Let’s face it; we’re all sadists inside. It might be a part of you that’s buried very, very deep down, but occasionally we all enjoy seeing something or someone either make a fool of themselves or experience some kind of pain. In 101 Ways to Die, you get to indulge this part of yourself without the guilt as you march helpless ‘Splatts” to their doom in increasingly elaborate traps. The premise to the game is that you’re a lab assistant hired to help a crazy professor rebuild his life’s work: a book detailing the many ways for a creature to die.
However, the story elements here are very thin and, when all is said and done, what propels you forward is the satisfaction of completing every objective in each level, and not allowing any of the pesky Splatts to escape.
You begin each stage with a handful of traps to use, and a few objectives asking you to eliminate the Splatts in specific ways. When you’re ready, you release them into the level and they walk towards the exit or, more to the point, into your merciless death-traps. The idea sounds fun, but the execution is slightly flawed. With so little animated characters or personalities in the game, you’d hope and expect the Splatts to pick up the slack and have something about them to keep them memorable. Unfortunately, they happen to be largely humourless, silent cardboard cut-outs that you feel no particular joy from eliminating. The game depends heavily on its humour, and the bad news is that it’s just not funny.

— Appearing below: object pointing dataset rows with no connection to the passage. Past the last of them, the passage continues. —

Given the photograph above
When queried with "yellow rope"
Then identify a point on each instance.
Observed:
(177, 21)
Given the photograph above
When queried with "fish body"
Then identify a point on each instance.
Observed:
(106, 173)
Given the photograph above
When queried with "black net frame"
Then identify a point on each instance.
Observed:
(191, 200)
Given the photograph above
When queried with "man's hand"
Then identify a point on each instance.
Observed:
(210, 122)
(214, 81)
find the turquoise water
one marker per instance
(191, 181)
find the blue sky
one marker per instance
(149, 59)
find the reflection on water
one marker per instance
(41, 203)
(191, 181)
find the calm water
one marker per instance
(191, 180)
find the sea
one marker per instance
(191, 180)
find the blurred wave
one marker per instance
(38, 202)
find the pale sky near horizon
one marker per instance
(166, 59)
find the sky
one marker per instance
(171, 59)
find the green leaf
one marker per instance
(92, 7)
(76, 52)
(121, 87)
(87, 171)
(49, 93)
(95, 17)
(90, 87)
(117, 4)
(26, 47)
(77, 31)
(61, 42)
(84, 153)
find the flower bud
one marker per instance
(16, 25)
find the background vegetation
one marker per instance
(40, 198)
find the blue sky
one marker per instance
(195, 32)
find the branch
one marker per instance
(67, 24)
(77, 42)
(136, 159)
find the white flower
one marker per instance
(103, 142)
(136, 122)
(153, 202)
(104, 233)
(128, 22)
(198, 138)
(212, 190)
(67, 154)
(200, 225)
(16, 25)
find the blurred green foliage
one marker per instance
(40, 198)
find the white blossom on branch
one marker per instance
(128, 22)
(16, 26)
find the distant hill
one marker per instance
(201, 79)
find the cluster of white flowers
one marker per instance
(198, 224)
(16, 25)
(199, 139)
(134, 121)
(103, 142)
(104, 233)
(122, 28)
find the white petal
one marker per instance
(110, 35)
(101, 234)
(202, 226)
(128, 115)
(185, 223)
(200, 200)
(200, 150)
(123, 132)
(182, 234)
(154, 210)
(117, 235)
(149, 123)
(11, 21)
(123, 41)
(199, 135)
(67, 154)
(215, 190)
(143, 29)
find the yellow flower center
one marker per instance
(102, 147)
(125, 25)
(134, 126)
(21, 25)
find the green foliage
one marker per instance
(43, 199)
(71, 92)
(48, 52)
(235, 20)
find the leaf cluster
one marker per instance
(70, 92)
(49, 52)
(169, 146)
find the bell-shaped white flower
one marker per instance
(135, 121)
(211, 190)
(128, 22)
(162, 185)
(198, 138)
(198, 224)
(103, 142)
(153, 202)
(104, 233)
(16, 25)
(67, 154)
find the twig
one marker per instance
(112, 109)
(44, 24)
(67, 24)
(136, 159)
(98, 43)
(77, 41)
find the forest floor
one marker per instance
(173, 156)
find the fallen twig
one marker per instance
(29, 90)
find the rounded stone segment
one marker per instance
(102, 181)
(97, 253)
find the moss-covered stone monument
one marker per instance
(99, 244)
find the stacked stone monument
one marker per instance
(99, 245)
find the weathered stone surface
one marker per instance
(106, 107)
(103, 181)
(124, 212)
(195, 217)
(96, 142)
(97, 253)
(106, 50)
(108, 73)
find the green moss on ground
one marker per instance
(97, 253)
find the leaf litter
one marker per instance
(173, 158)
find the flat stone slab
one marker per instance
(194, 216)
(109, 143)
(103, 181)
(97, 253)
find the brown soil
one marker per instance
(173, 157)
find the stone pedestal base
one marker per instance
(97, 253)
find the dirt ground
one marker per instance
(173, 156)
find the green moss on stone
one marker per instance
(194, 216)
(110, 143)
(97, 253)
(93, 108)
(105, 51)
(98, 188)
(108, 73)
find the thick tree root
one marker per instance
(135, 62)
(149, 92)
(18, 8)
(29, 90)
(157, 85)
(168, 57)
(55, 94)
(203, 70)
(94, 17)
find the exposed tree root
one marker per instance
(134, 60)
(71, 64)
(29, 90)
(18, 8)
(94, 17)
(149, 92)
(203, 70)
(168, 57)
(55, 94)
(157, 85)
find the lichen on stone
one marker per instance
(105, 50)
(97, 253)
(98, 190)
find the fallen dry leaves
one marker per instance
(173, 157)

This isn’t helped by the game’s environments, which all amount to underground test chambers. They’re dark, gloomy and colourless, and after playing for a prolonged amount of time you’ll simply want to turn it off and look at something more interesting. You’re also in trouble if you have a particular type of TV screen. If the game spills over the edges of your view and you can’t see what some of the menus are telling you, forget about being able to resize the game’s frame because the option simply doesn’t exist. You’ll have to put up with missing out on whatever the hell is over those edges, unless you want to put in the effort of adjusting your actual TV’s settings.
It should probably be stated that this isn’t the most fluid game to be mapped to an Xbox controller either. When you’re first learning how the game works, you’ll be fiddling and faffing with your buttons over the first few levels trying to remember what does what and what everything means. The only thing that stops this from being a major problem is that before you release the Splatts, you have as long as you want to place your traps so there’s no pressure on you remembering the controls. Once they’re out you rarely have to do much other than press the odd button.
It’s not all doom and gloom, though. The learning curve is fairly generous, and when you finally manage to get all the stars on a stage after trying for what seems like hours, you’ll feel a definite sense of achievement. This is largely down to the physics-based levels, which to their credit are quite varied and offer a range of sizes and shapes for the stages.
In the early parts of the game, when the Splatts are at their most zombie-like, the game can be quite enjoyable as you set up your traps to eviscerate the predictable targets in elaborate ways. However, as the game eventually starts to introduce more types of Splatt and the novelty of each trap type wears thin, the game begins to get very samey as you feel that you’re not really being given anything new to play with. This is made worse in longer sittings, and can quickly put you off from even wanting to continue playing as you start to feel like you’re not really progressing at all.
What you get here is a puzzle game with a difference, and that in itself is to be commended in an age of Portal and Minecraft clones. It’s just a shame that the execution isn’t much better, when the game backs itself into a corner with its own story premise and confines itself to boring environments and dull characters for an experience that sometimes feels as painful as some of the deaths onscreen.